Link phases may also be chained together (or put after other phases
if those phases produce bucket/key lists). For example, we could
follow the links all the way from hb/first
to hb/fourth
with:
$ curl -X POST -H "content-type:application/json" \ http://localhost:8098/mapred --data @- {"inputs":[["hb","first"]],"query":[{"link":{}},{"link":{}},{"map":{"language":"javascript","source":"function(v) { return [v]; }"}}]} ^D
(Notice the added link phase.) If you run that, you'll find that
you get two copies of the hb/fourth
object in the
response. This is because we didn't bother uniquifying the results of
the link extraction, and both hb/second
and hb/third
link to hb/fourth
. A reduce
phase is fairly easy to add:
$ curl -X POST -H "content-type:application/json" \ http://localhost:8098/mapred --data @- {"inputs":[["hb","first"]],"query":[{"link":{}},{"link":{}},{"reduce":{"language":"erlang","module":"riak_mapreduce","function":"reduce_set_union"}},{"map":{"language":"javascript","source":"function(v) { return [v]; }"}}]} ^D
The resource handling the URL link-walking format does just this:
$ curl http://localhost:8098/riak/hb/first/_,_,_/_,_,_
That should get you just one copy of the hb/fourth
object.
So why choose either map/reduce or URL-syntax? The advantage of URL syntax is that if you're starting from just one object, and just want to get the objects at the ends of the links, and you can handle multipart/mixed encoding, then URL syntax is much simpler and more compact. Map/reduce with link phases should be your choice if you want to start from multiple objects at once, or you want to get some processed or aggregated form of the objects, or you want the result to be JSON-encoded.

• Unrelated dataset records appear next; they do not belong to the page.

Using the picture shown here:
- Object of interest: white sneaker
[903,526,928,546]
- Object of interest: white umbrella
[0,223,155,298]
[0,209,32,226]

Riak version 0.8 note: In Riak 0.8, the format of the result of 'link' map/reduce phases was not able to be transformed into JSON. This meant both that it was not possible to put a Javascript reduce phase right after a link phase, and also that it was not possible to end an HTTP map/reduce query with a link phase. Those issues have been resolved in the tip of the source repository, and will be part of the 0.9 release.